The threat we model: an agent regression that silently changes behavior between PRs in a way that violates a documented contract (safety, format, tool-call ordering, semantic intent). We do not model: a malicious build of Shadow itself (use pip install --require-hashes and pin our package); a compromised CI runner (treat trace files as code review-able artifacts, not authoritative state); or model-side prompt injection (Shadow is the pre-deploy gate, not the runtime sandbox). Sigstore signing makes release-time tampering detectable; shadow verify-cert is the audit point.

Compliance question mapping

Common audit questions and where to point reviewers:

Question Where
"What customer data does this tool see?" "Whatever your agent processes; redacted by default for the patterns above; full pattern set in docs/security/production-readiness.md."
"Where is data stored, and for how long?" "On your filesystem under paths you configure. Retention is governed by your repo's git-history policy. No external storage."
"How do we audit a behavior change after merge?" "Every shadow gate-pr run writes a report.json with a content-addressed hash; the same hash lands in the PR comment and (optionally) in a signed certificate. shadow trail <trace-id> walks the audit chain."
"What happens on a key leak?" "shadow scan detects, the Redactor blocks at write time.
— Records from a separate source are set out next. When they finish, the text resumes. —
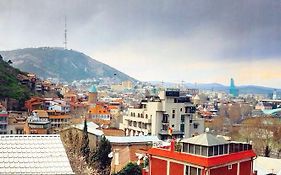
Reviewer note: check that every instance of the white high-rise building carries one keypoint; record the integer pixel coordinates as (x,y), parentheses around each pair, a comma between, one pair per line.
(157,115)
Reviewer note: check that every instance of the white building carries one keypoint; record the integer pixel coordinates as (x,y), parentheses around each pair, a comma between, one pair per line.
(159,114)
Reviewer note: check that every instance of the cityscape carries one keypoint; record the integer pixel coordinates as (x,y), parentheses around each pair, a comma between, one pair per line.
(123,88)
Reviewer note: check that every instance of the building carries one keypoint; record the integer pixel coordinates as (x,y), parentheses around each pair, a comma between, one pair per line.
(99,111)
(204,154)
(37,125)
(126,149)
(156,115)
(93,95)
(267,166)
(233,91)
(3,120)
(33,154)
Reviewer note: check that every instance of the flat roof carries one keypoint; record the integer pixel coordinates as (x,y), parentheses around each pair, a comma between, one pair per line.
(33,154)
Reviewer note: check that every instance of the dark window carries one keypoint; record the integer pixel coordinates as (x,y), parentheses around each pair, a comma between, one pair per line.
(197,149)
(220,149)
(216,150)
(204,150)
(182,118)
(191,148)
(225,149)
(185,147)
(210,151)
(182,127)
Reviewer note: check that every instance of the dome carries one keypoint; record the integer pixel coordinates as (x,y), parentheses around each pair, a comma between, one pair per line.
(93,89)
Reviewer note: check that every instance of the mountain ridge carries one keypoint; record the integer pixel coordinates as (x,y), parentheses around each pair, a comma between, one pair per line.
(65,65)
(243,89)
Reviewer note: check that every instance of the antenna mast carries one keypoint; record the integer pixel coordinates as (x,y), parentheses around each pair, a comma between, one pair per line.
(65,34)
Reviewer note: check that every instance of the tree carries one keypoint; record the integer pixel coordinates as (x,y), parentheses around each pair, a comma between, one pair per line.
(100,158)
(85,149)
(267,151)
(129,169)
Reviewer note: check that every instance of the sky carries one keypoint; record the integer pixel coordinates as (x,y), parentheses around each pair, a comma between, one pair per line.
(200,41)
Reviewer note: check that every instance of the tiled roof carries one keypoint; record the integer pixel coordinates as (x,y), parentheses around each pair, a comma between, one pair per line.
(205,139)
(33,154)
(132,139)
(202,161)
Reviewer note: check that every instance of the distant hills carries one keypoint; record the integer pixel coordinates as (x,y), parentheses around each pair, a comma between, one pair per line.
(246,89)
(65,65)
(10,86)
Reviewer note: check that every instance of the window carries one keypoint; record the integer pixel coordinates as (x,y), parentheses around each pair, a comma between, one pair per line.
(182,118)
(204,150)
(192,170)
(210,151)
(197,149)
(225,151)
(182,127)
(220,149)
(191,148)
(229,167)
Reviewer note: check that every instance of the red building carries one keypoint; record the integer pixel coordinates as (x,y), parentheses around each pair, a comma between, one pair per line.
(204,154)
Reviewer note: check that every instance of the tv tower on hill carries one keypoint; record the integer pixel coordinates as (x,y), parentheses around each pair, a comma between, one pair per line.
(65,34)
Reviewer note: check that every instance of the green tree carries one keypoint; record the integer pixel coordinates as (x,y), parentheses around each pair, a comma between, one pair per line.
(85,149)
(101,157)
(130,169)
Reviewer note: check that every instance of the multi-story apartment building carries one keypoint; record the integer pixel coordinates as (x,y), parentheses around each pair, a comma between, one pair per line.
(3,121)
(204,154)
(157,115)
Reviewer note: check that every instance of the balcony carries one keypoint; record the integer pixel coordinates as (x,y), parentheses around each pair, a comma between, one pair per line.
(137,119)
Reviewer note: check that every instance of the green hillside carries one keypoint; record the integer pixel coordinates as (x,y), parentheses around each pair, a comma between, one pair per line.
(65,65)
(10,87)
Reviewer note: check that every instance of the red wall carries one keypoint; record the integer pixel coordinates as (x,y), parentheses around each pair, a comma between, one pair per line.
(176,169)
(158,167)
(224,170)
(245,168)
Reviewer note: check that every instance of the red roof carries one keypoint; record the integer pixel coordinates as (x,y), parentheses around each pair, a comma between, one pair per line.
(202,161)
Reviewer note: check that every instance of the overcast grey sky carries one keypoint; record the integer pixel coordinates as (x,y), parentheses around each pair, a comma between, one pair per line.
(170,40)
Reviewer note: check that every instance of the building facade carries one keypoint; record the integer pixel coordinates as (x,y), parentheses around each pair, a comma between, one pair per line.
(157,115)
(204,154)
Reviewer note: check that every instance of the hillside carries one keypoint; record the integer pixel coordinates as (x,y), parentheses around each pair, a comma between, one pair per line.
(66,65)
(246,89)
(9,84)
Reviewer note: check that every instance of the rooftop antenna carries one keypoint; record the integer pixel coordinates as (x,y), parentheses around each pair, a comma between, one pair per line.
(65,33)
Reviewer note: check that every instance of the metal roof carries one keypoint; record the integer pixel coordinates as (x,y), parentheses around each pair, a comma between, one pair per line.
(92,128)
(205,139)
(132,139)
(33,154)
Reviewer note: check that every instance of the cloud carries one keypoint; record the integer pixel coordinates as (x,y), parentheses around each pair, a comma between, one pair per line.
(195,40)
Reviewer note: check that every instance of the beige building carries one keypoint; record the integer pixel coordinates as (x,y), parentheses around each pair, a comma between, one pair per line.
(158,115)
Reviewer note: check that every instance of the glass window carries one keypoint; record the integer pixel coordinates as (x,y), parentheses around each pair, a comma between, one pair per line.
(186,170)
(193,171)
(185,147)
(225,149)
(216,150)
(197,149)
(210,151)
(204,150)
(191,148)
(220,149)
(182,127)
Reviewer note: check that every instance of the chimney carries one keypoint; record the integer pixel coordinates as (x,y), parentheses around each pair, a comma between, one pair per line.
(172,148)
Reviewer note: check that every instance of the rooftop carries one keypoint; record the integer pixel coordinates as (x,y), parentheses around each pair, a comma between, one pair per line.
(205,139)
(33,154)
The fix is to add the missing pattern to the Redactor and re-record; shadow scan is the safety net."
"Can we run without internet?" "Yes. --backend recorded (default) is fully offline; only --backend live and --sign touch the network."

Updating this document

When the on-disk artifact set changes, the threat model changes, or the network-touching commands change, update this page. The Redaction and Network endpoints tables are the key parts — keep them aligned with shadow.redact.patterns and the CLI's actual flags.